Но мне надо кое-что спросить, и хорошо, что Розины и Мишины родители здесь.
— Я знаю, что поздно. — Я вижу, как старик удивленно вскинул брови. — Но я должна спросить. О тех игрушках, что были у Митрофановны.
— А! — Николай Михайлович вышел в коридор и прикрыл дверь. — Эти игрушки стали притчей во языцех, Галина ими очень гордилась. Сказала, что получила в наследство, но от кого, не сказала. Может, кто-то из пациентов подарил, к ней приезжали рожать отовсюду, и жены партноменклатуры тоже, а там возможности были отблагодарить умелую акушерку. В общем, я не специалист, конечно, а только что-то в этой истории было не так. Но прошло время, все забылось, игрушки так и стояли в серванте, так что, думаю, они и сейчас там, если Лешка не пропил. А почему вы о них спросили? Вряд ли эти игрушки были ценными.
— Нет, ничего, просто спросила. — Я должна кое-что для себя понять. — А в каком году они появились у Галины?
— Да сейчас я и не вспомню уже. — Старик качает головой. — Наверное, Лешке было лет тринадцать. Валя говорила, что зашла к Галине за чем-то, а цацки эти в серванте стоят, и солнце как раз светило, так блестело и переливалось стекло, смотреть больно было.
Отлично, именно это мне и надо было услышать.
Теперь нужно найти сестру убитой Полины, и моя версия обретет очертания, и все, кроме конкретной личности убийцы, встанет на места.
Панков меня точно в обезьянник запрет, с него станется, но я позвоню Рите, и мы сможем найти и приспособить к делу оставшиеся части головоломки.

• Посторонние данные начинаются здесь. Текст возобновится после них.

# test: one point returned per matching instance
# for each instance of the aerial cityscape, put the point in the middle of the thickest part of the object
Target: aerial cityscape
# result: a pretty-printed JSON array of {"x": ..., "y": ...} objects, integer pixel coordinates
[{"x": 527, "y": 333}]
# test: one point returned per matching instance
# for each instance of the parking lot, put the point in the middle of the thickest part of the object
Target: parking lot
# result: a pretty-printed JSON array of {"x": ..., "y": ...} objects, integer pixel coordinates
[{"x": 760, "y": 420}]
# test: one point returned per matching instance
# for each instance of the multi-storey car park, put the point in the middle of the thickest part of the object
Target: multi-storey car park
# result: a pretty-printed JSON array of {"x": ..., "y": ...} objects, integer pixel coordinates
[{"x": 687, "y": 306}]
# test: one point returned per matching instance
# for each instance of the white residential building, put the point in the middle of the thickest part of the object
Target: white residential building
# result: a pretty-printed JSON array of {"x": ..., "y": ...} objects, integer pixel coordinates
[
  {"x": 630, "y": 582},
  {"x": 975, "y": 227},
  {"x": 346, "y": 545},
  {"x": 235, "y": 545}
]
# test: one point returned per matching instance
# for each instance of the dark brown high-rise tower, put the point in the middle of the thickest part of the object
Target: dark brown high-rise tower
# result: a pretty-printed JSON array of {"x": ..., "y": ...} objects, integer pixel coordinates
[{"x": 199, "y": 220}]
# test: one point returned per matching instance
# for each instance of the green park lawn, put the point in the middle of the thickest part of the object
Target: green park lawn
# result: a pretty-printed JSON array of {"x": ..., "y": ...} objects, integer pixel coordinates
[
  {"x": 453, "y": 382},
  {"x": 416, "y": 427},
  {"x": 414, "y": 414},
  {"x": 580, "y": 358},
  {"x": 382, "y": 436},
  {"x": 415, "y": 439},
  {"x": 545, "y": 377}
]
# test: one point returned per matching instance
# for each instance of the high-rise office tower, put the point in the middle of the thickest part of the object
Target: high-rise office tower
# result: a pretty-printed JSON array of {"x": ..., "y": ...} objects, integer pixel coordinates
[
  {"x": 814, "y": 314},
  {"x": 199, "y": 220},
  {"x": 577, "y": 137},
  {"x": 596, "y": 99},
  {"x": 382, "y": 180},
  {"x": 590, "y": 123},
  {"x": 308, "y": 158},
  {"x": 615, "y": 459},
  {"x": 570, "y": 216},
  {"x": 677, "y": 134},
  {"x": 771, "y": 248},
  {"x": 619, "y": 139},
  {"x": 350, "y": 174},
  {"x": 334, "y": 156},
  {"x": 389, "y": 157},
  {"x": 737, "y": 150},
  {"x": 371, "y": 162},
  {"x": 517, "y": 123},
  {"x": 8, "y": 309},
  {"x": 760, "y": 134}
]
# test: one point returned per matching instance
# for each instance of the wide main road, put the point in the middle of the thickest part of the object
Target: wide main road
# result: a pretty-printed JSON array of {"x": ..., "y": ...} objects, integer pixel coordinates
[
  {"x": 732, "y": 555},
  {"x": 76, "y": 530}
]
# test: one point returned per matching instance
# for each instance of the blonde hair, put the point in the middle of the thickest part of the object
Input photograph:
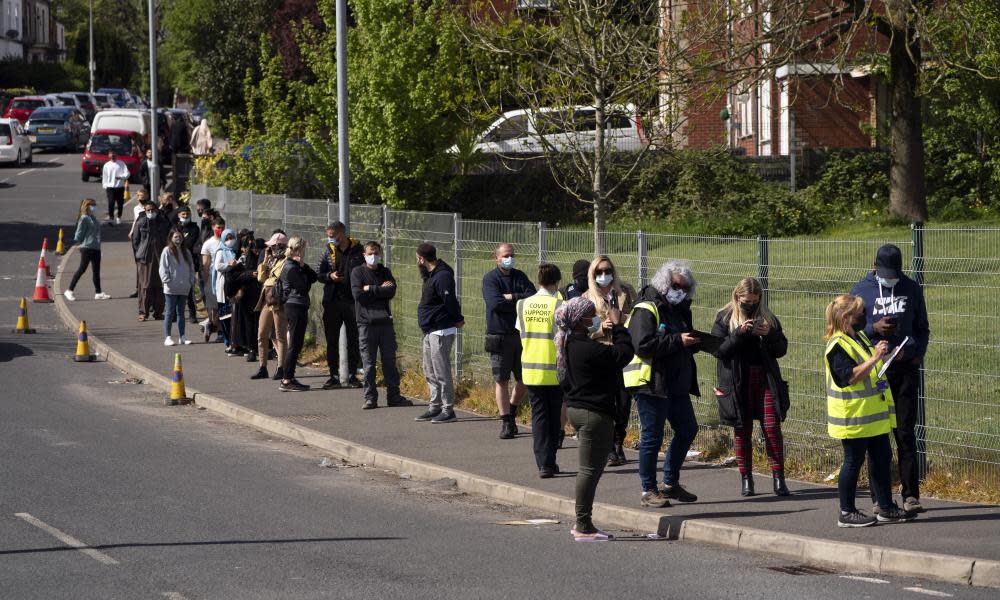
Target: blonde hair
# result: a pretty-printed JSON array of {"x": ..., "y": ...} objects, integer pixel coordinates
[
  {"x": 83, "y": 206},
  {"x": 296, "y": 245},
  {"x": 748, "y": 285},
  {"x": 840, "y": 314}
]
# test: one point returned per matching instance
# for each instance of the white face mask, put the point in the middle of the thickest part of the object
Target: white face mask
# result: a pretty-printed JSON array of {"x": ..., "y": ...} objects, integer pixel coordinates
[{"x": 595, "y": 324}]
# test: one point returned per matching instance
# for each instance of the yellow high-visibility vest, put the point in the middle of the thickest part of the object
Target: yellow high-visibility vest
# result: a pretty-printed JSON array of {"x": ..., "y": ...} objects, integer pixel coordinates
[
  {"x": 860, "y": 410},
  {"x": 639, "y": 372},
  {"x": 536, "y": 323}
]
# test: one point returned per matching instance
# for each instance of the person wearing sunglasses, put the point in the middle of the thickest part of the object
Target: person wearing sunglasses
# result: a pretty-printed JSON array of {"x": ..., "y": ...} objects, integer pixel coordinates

А утро принесло радостную Риту, готовую к приключениям.
— Ты все-таки думаешь, что у Полины могли быть еще дети? — Рита заметно оживилась. — Ладно, давай сначала сестру найдем. На той фотографии была подпись, вторую девочку зовут Марина. Думаю, фамилия была та же — Щеглова, а вот какая сейчас, кто знает. Да и жива ли она… ладно, был у меня как-то клиент, он сидит на этих базах данных, и если на месте, то найдет нам искомую гражданку. У Игоря есть старое дело с заявлением сестры о пропаже Полины, но сама понимаешь, что он скажет, если заподозрит, что мы лезем в следствие.
Тут она в самую точку. И жену он просто побранит, а меня в клетку посадит.
— Да это он так просто, куда там он тебя посадит. — Рита смеется. — Игорек у меня душа-человек, но лучше ему ничего пока не знать. Формально мы его следствие драгоценное не трогаем.
Формально — да, а фактически мне светит клетка, где я буду сидеть вместе с бомжихами.
— Не дрейфь, Линда, — Рита хохочет. — Я уже закинула знакомому запрос, обещал перезвонить. Короче, я еду к тебе, Лильке привезу фруктов.
Фрукты — это хорошо, но мы же обычно кормим уток.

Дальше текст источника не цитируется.